42% of Businesses May Not Have Enough Insurance to Cover New Cyber Risks

Increase in cyber-attacks drives companies to bolster their data breach response plans.

Malware, ransomware, and other emerging cyber risks continue to put companies at risk for data breaches, business disruption, and financial or reputational harm. Nine in 10 businesses surveyed in The Hanover Insurance Group’s recent Cyber Risk Report said they had experienced a cyber-attack in the last year. Yet the report also found that 42% of businesses may not have enough insurance to cover the average cost of an attack.

This lack of coverage is troubling since the surge in the number of remote workers has increased a business’ vulnerability to cyber-attacks. A recent study of 1,000 businesses by Barracuda Networks found that 46% had experienced at least one security incident since the COVID-19 lockdown began.

When Cyber-Attacks Hit, Business Profitability Suffers

One in two businesses surveyed in the Hanover report experienced a malware-related attack. The two forms of malware that are particularly pernicious:

• Ransomware—which locks down corporate systems and data until the company pays up—accounts for 27% of all malware incidents, according to the Verizon 2020 Data Breach Investigations Report.
• Phishing attacks: Since the stay-at-home order began, IDX’ members have experienced a 50% increase in the number of targeted scams and phishing attacks via email, call, and texts.

These cyber-attacks hit business profitability “hard and fast,” the Hanover report found:

• 92% said their finances would be negatively impacted by lost access to critical systems and data.
• 60% said their businesses would become unprofitable within two days.

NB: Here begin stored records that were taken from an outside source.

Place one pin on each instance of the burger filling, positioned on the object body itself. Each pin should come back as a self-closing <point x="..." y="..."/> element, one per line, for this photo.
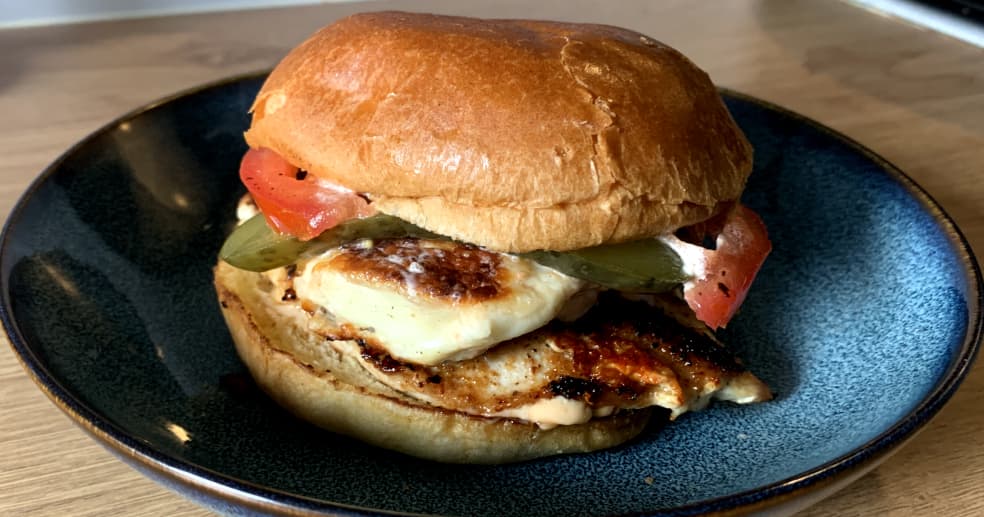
<point x="526" y="336"/>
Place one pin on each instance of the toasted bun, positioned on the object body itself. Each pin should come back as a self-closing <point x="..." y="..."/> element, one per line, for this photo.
<point x="515" y="135"/>
<point x="310" y="379"/>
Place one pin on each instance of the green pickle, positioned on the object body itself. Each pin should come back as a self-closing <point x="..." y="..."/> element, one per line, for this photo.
<point x="254" y="246"/>
<point x="647" y="265"/>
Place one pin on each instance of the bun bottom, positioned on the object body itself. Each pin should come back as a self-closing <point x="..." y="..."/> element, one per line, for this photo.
<point x="310" y="379"/>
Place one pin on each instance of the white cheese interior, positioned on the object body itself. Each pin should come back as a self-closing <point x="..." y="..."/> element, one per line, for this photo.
<point x="429" y="330"/>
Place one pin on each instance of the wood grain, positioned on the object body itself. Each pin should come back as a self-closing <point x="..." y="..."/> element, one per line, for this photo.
<point x="913" y="96"/>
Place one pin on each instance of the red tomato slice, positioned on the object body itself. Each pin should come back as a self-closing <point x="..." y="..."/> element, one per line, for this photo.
<point x="294" y="202"/>
<point x="730" y="269"/>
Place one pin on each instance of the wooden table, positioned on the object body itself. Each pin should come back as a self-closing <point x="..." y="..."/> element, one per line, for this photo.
<point x="914" y="96"/>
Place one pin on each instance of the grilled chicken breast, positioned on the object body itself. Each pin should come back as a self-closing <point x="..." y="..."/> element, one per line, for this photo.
<point x="621" y="354"/>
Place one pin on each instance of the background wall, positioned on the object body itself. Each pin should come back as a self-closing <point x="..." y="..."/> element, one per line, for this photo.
<point x="14" y="13"/>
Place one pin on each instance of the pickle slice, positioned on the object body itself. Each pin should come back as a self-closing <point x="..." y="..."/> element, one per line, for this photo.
<point x="254" y="246"/>
<point x="647" y="265"/>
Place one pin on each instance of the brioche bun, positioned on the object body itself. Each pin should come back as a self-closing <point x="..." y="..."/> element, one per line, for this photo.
<point x="514" y="135"/>
<point x="316" y="383"/>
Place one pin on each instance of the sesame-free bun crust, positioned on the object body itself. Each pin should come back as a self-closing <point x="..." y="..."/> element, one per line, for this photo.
<point x="309" y="378"/>
<point x="512" y="134"/>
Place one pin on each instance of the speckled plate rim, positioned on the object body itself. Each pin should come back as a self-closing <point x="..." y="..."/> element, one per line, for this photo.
<point x="216" y="490"/>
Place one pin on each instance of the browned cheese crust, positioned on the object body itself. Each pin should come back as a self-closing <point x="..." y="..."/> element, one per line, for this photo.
<point x="515" y="135"/>
<point x="317" y="383"/>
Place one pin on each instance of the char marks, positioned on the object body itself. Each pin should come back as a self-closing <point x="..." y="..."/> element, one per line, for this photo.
<point x="449" y="270"/>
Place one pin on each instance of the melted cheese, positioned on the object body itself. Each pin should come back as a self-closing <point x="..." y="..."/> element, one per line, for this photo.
<point x="429" y="330"/>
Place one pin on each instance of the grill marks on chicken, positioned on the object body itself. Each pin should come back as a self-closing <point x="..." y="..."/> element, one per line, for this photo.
<point x="621" y="355"/>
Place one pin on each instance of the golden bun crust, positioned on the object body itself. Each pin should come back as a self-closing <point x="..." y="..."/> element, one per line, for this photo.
<point x="512" y="134"/>
<point x="317" y="384"/>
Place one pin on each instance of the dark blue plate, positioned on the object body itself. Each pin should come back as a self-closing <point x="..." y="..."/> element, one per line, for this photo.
<point x="864" y="321"/>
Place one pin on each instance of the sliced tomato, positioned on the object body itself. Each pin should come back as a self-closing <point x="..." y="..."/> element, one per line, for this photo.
<point x="741" y="248"/>
<point x="294" y="202"/>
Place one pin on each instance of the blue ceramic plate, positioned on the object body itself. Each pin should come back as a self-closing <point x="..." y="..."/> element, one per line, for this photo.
<point x="864" y="321"/>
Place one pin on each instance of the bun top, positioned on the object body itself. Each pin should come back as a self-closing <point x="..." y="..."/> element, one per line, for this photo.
<point x="512" y="134"/>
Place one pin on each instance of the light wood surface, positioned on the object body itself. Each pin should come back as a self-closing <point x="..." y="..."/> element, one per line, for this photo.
<point x="913" y="96"/>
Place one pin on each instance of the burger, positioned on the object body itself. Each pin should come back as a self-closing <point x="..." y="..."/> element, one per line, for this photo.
<point x="486" y="241"/>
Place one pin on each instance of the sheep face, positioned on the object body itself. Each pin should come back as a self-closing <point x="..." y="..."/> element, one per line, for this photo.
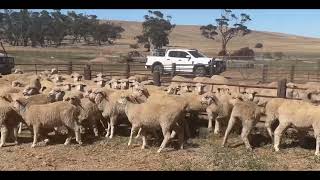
<point x="185" y="88"/>
<point x="208" y="99"/>
<point x="56" y="95"/>
<point x="29" y="91"/>
<point x="124" y="85"/>
<point x="199" y="89"/>
<point x="173" y="90"/>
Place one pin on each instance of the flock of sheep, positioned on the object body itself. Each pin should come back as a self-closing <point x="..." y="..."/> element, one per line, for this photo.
<point x="51" y="102"/>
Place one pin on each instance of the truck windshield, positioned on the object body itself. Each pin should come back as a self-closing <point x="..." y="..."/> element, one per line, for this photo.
<point x="196" y="54"/>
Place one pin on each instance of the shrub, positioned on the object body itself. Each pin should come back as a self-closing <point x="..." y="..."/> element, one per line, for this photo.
<point x="244" y="53"/>
<point x="267" y="55"/>
<point x="258" y="45"/>
<point x="134" y="46"/>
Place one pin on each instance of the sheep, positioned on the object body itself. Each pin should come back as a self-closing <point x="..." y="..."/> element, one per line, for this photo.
<point x="76" y="77"/>
<point x="249" y="114"/>
<point x="9" y="120"/>
<point x="18" y="71"/>
<point x="138" y="78"/>
<point x="49" y="116"/>
<point x="151" y="115"/>
<point x="33" y="88"/>
<point x="301" y="115"/>
<point x="54" y="71"/>
<point x="107" y="103"/>
<point x="16" y="84"/>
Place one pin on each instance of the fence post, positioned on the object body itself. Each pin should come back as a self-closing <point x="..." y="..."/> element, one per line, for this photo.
<point x="264" y="73"/>
<point x="127" y="70"/>
<point x="156" y="78"/>
<point x="292" y="73"/>
<point x="173" y="71"/>
<point x="211" y="68"/>
<point x="70" y="67"/>
<point x="35" y="67"/>
<point x="282" y="88"/>
<point x="87" y="72"/>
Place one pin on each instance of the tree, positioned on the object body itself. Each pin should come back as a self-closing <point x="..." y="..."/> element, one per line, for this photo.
<point x="228" y="26"/>
<point x="156" y="30"/>
<point x="106" y="32"/>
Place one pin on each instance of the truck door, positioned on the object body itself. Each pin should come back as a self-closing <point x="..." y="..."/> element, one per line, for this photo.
<point x="172" y="57"/>
<point x="184" y="63"/>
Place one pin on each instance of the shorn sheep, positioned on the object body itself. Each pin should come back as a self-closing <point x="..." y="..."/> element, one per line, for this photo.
<point x="249" y="114"/>
<point x="301" y="115"/>
<point x="150" y="115"/>
<point x="9" y="120"/>
<point x="49" y="116"/>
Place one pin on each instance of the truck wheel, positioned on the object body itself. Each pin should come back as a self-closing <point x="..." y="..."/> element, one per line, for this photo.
<point x="199" y="71"/>
<point x="158" y="67"/>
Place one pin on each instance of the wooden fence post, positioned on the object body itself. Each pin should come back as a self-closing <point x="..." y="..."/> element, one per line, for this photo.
<point x="282" y="88"/>
<point x="264" y="73"/>
<point x="211" y="68"/>
<point x="127" y="70"/>
<point x="173" y="71"/>
<point x="87" y="72"/>
<point x="156" y="78"/>
<point x="70" y="68"/>
<point x="292" y="70"/>
<point x="35" y="67"/>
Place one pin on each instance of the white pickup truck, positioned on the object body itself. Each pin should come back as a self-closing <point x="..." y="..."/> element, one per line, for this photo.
<point x="186" y="60"/>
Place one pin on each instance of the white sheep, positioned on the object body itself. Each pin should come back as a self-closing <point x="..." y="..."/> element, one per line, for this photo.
<point x="302" y="115"/>
<point x="53" y="115"/>
<point x="249" y="114"/>
<point x="151" y="115"/>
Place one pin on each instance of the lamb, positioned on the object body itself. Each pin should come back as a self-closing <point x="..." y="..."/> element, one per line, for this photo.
<point x="249" y="114"/>
<point x="49" y="116"/>
<point x="9" y="120"/>
<point x="151" y="115"/>
<point x="303" y="117"/>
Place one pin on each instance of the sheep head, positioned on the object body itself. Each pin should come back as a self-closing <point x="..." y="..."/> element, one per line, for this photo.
<point x="199" y="89"/>
<point x="208" y="99"/>
<point x="29" y="91"/>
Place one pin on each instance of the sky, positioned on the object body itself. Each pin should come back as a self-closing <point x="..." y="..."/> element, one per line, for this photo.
<point x="291" y="21"/>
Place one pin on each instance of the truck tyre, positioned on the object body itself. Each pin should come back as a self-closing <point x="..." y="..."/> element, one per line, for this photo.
<point x="158" y="67"/>
<point x="199" y="71"/>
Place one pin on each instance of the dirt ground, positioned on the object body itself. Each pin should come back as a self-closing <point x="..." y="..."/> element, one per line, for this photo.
<point x="199" y="154"/>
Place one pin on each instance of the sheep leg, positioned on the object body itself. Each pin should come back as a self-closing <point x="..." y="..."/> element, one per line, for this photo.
<point x="20" y="127"/>
<point x="247" y="126"/>
<point x="112" y="123"/>
<point x="144" y="139"/>
<point x="278" y="134"/>
<point x="15" y="135"/>
<point x="231" y="123"/>
<point x="138" y="135"/>
<point x="69" y="137"/>
<point x="133" y="130"/>
<point x="268" y="126"/>
<point x="166" y="138"/>
<point x="78" y="134"/>
<point x="108" y="130"/>
<point x="4" y="134"/>
<point x="216" y="126"/>
<point x="35" y="136"/>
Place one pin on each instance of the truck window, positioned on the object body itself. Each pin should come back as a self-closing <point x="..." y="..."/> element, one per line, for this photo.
<point x="195" y="54"/>
<point x="173" y="54"/>
<point x="182" y="54"/>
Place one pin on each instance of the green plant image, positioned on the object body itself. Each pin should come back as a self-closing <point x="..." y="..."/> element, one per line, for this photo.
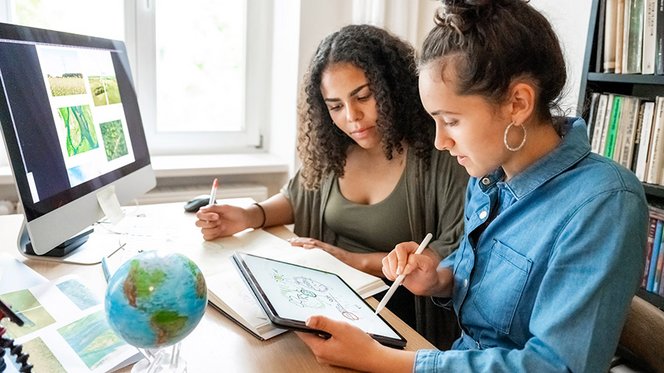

Companies Are Mal-Adapted to Handle Malware

While businesses strive to improve cybersecurity within their organization, they are still lacking in critical areas. According to the Hanover report:

• 38% of business decision-makers had not increased their cyber policy limits in the past year.
• 70% outsource security operations or critical IT sources to a third party.
• 54% rely on internal resources only to prepare written plans for identifying, mitigating, and addressing cyber threats.
• 1 in 3 small businesses don’t know how to handle a ransomware attack.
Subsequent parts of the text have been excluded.